In 2019 disability advocacy organizations across America celebrated the twenty-year anniversary of the Supreme Court decision that Lois, Elaine, and Sue had initiated. A slogan was adopted in their honor: “I am Olmstead!” A strand of StoryCorp recordings exists of people who have been impacted and saved by the landmark court case, with video recordings and writings on the intersection of civil and disability rights.21 And the Olmstead precedent was the partial basis for sheltered-workshop lawsuits in Oregon, Rhode Island, and elsewhere.
It’s instructive to look at the work of advocates for ending sheltered work and subminimum wages before Olmstead (1999) and even before the ADA (1990). Like other civil-rights movements, this is not a narrative arc that starts and ends with legislation, court decisions, or class action lawsuits; instead, it is a mixture of those elements with a specific person’s devotion to justice and fair treatment, often at their own personal and professional risk. For a full picture of the ongoing battle to end subminimum wages, we need to consider those who read and learned from Burton Blatt, Wolf Wolfensberger, and others, and who believed that people with disabilities, specifically those considered intellectually and developmentally disabled, could learn.
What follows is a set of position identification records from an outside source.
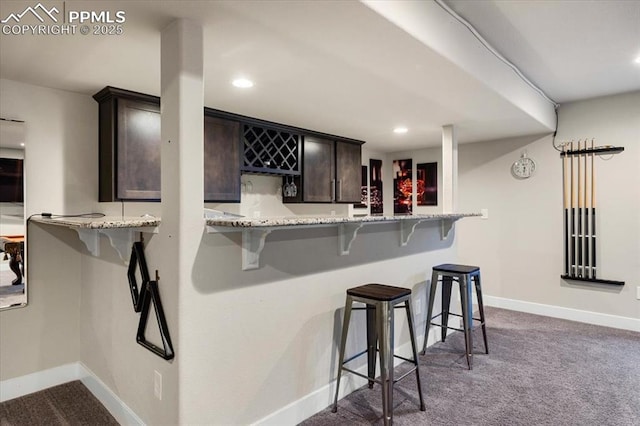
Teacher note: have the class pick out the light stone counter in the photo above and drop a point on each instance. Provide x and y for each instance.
(120, 230)
(255, 230)
(276, 222)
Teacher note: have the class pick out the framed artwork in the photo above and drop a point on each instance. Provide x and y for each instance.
(375, 188)
(364, 191)
(427, 184)
(402, 186)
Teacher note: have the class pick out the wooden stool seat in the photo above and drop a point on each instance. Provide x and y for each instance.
(379, 292)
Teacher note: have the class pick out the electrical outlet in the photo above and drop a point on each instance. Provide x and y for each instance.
(157, 384)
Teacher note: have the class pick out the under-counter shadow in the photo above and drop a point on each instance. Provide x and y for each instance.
(297, 252)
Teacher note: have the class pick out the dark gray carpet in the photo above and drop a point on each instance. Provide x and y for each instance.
(539, 371)
(68, 404)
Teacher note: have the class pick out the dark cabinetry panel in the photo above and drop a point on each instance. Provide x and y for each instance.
(331, 172)
(138, 149)
(318, 172)
(129, 145)
(348, 172)
(221, 159)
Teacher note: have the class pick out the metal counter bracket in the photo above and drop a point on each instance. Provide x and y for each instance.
(119, 238)
(254, 238)
(252, 245)
(346, 235)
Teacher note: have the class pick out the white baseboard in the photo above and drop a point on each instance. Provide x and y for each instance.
(34, 382)
(118, 409)
(589, 317)
(23, 385)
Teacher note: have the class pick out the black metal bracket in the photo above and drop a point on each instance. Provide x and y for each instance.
(142, 295)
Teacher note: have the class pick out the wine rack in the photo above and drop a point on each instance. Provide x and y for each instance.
(268, 150)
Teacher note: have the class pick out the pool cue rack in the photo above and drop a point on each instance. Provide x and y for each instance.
(579, 193)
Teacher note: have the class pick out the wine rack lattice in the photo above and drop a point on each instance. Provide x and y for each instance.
(271, 151)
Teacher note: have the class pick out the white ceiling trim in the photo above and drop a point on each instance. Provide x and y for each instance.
(435, 27)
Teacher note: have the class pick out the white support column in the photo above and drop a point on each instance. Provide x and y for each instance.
(182, 107)
(449, 169)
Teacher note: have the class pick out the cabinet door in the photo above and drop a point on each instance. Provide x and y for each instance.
(221, 160)
(318, 170)
(348, 172)
(138, 150)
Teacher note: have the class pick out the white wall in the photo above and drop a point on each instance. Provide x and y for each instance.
(520, 246)
(58, 125)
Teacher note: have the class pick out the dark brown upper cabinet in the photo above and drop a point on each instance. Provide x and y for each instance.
(331, 172)
(221, 159)
(129, 145)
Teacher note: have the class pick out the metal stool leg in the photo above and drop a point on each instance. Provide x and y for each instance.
(476, 278)
(467, 318)
(432, 296)
(384, 316)
(447, 282)
(372, 343)
(412, 336)
(343, 344)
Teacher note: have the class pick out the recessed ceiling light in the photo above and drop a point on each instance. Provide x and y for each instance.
(243, 83)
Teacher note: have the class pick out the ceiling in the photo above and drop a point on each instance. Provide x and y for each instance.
(356, 69)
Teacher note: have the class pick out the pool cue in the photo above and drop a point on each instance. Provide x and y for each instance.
(587, 237)
(580, 205)
(565, 198)
(573, 220)
(593, 213)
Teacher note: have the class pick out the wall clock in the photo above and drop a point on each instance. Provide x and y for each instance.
(524, 167)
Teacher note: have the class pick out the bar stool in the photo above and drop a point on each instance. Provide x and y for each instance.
(463, 274)
(380, 301)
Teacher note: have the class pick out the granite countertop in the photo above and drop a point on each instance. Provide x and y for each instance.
(242, 222)
(105, 222)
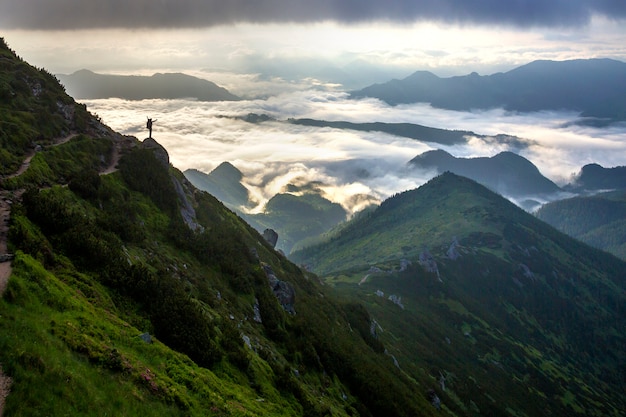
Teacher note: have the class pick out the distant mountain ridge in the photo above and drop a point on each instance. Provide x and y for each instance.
(410, 130)
(593, 87)
(596, 177)
(297, 214)
(508, 303)
(85, 84)
(598, 220)
(506, 173)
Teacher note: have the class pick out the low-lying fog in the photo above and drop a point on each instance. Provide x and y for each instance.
(350, 164)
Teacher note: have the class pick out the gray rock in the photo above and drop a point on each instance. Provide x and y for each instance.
(271, 236)
(159, 151)
(146, 337)
(282, 290)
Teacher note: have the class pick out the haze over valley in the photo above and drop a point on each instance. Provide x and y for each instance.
(292, 208)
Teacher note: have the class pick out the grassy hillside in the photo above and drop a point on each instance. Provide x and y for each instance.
(133, 293)
(507, 314)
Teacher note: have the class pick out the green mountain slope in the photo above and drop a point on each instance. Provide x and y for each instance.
(134, 293)
(501, 312)
(298, 215)
(598, 220)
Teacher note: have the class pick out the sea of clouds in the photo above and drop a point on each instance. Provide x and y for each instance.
(353, 168)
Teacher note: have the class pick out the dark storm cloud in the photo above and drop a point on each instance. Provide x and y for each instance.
(85, 14)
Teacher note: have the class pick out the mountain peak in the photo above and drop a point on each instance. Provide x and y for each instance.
(593, 87)
(507, 172)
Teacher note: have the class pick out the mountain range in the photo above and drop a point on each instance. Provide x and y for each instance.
(296, 215)
(132, 292)
(492, 300)
(411, 130)
(594, 88)
(85, 84)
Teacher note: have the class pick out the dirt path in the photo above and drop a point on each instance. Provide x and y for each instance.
(5, 388)
(115, 158)
(6, 200)
(5, 262)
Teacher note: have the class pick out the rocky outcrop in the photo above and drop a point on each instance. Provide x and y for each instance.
(282, 290)
(186, 209)
(428, 263)
(159, 151)
(453, 252)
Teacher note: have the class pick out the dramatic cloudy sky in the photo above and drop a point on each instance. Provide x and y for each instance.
(294, 58)
(293, 36)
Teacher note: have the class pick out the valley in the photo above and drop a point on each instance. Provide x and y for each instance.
(299, 266)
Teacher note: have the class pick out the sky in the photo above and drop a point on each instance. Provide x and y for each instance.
(296, 58)
(296, 38)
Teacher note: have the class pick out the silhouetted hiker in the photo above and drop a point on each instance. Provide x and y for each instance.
(149, 126)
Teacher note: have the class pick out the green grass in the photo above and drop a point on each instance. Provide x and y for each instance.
(74, 355)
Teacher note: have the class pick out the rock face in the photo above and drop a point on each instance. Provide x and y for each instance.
(186, 209)
(271, 236)
(159, 151)
(282, 290)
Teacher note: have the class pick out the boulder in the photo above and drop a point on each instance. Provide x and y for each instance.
(271, 236)
(282, 290)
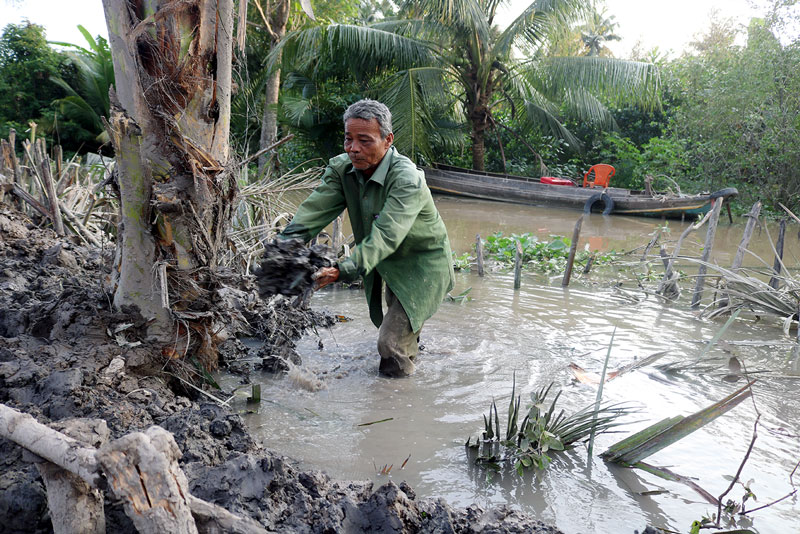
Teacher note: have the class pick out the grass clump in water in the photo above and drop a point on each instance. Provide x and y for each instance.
(545, 256)
(529, 440)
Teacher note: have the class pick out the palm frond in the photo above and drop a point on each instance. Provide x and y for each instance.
(411, 117)
(366, 47)
(536, 21)
(613, 79)
(463, 14)
(588, 108)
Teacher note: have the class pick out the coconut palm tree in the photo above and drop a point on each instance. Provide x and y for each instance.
(87, 101)
(600, 29)
(447, 58)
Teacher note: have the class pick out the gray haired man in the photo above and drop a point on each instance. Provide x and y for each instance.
(400, 238)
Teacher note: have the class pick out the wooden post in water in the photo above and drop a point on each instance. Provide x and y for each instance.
(479, 253)
(752, 221)
(335, 243)
(665, 259)
(576, 233)
(775, 281)
(707, 246)
(589, 263)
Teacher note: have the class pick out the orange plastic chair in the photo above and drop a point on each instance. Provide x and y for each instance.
(602, 175)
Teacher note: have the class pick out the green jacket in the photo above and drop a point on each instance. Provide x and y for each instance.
(399, 234)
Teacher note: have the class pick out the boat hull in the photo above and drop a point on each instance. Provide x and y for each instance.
(521, 190)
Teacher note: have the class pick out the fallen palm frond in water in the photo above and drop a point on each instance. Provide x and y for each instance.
(541, 430)
(652, 439)
(631, 451)
(587, 377)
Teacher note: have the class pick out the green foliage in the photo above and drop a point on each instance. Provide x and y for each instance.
(434, 88)
(27, 67)
(462, 262)
(87, 99)
(545, 256)
(739, 110)
(529, 440)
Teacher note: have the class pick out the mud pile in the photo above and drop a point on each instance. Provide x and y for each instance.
(61, 354)
(287, 266)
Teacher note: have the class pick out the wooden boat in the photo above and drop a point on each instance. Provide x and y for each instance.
(612, 200)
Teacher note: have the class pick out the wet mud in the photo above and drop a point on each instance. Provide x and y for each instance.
(64, 353)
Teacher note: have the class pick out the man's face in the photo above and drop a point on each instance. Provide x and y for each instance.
(364, 144)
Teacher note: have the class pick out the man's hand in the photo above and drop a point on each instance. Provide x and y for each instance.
(325, 276)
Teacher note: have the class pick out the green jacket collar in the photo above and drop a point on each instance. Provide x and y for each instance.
(379, 176)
Recall Blatt’s research and writings regarding those stored away in institutions as being “educable and trainable.” In a very real sense, the early adopters of these sets of beliefs were on a track toward a head-on collision with the parties that believed people with disabilities needed special places to live and work, including special wage provisions. Those entities would enshrine their efforts to keep people segregated and exploited in supposed benevolence, while there was plenty of money involved. What would happen to the disability industrial complex if it was discovered that subminimum wages were the linchpin that held together a faulty and dangerous set of practices?